SUZHOU, China – An American fugitive accused of raping his daughter and posting videos of the abuse on the Internet lived openly in China, even enjoying visits from his new wife and registering at a local fitness club under his own name.
U.S. court documents show that Kenneth John Freeman's wife, Maleka May, visited him in China more than once during his time as a fugitive. May, who reportedly married him nine months before he was charged and is believed to have posted the bail that allowed him to flee, was detained in San Francisco on Thursday as she got off a plane from China.
Information provided Saturday by the Powerhouse Gym also provided some clues about the months Freeman lived in the eastern Chinese city of Suzhou.
Freeman, one of America's 15 most wanted men, was captured Tuesday after more than a year on the run while trying to enter Hong Kong from China using his own passport.
Staff at the Powerhouse Gym in Suzhou recognized Freeman immediately from his photo posted on the Department of Justice Web site. Gym computer records showed he registered under the name John Freeman and listed a Suzhou mobile phone number as a contact. Calls to the telephone number were answered by a recorded message that said the phone was turned off.
Gym patrons said Freeman worked out almost every day and seemed friendly. One man said the fugitive had something of the air of a celebrity about him.
"He was the biggest guy in there. We figured he was some famous bodybuilder who had come to China to work," said Tom Stern of Berkeley, Calif., a gym regular in the city to study Chinese.
Freeman had been living in Seattle when he fled the United States last year, months after his 17-year-old daughter told her mother he had assaulted her four years earlier. Video of the abuse is among the most widely downloaded child pornography videos in recent years.
Freeman, who scuffled with the four Hong Kong police officers who tried to detain him, has been charged in Washington state with three counts of rape of a child and jumping bail. He faces a maximum sentence of life in prison if convicted. He also faces federal charges of producing and distributing child pornography.
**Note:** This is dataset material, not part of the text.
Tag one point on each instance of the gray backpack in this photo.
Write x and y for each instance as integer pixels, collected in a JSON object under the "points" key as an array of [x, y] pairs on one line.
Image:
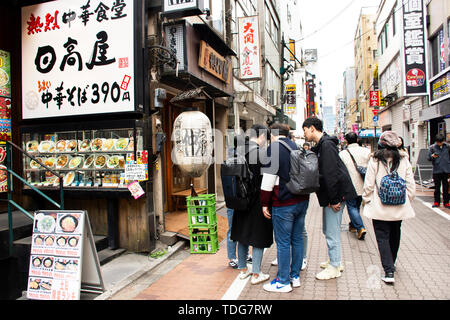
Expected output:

Police in Hong Kong said Freeman, 44, worked as a computer specialist at an American-based company in the Suzhou, a high-tech manufacturing hub about a two-hour drive from Shanghai.
Stern and other gym members said Freeman would arrive at the gym dressed casually but neatly and carrying a briefcase and mobile phone. They described him as serious about working out, saying he often partnered another American man whose identity wasn't immediately known.
"He looked really clean cut, like a successful businessman," Stern said, adding that Freeman seemed to enjoy joking around with the female attendants at the club.
A restaurant hostess who worked in the same building as the gym said she saw Freeman arrive virtually every evening, usually at about 5:30 p.m. and that he was sometimes accompanied by up to three other men.
"He didn't seem like a bad person," said the woman, who gave her English name as Selina.
Stern and others said they did not recall having seen Freeman at any of the bars and restaurants where most foreigners gathered.
May, 37, who married Freeman in Las Vegas about nine months before he was charged, was responsible for posting the $50,000 bond that gave him the opportunity to flee, according to the Seattle Post Intelligencer.
She was arrested Thursday for making false statements to federal agents, the Department of Justice's northern California office said.
Reports said Chinese police knew Freeman was in the city and had tipped Hong Kong authorities off to his trip to the autonomous Chinese region, which unlike mainland China has an extradition treaty with the U.S.
On Friday, Freeman, who had been a volunteer reserve sheriff's deputy and a security guard at the Hanford Nuclear Reservation, said he wanted to contest the expected U.S. extradition request, according to his lawyer, Stephen Ma.
The case has been adjourned until July 3 to give the U.S. time to prepare a formal request.
Chinese media have not reported on Freeman's case, although some expatriates living in the city said they had read about Freeman's arrest on the Internet.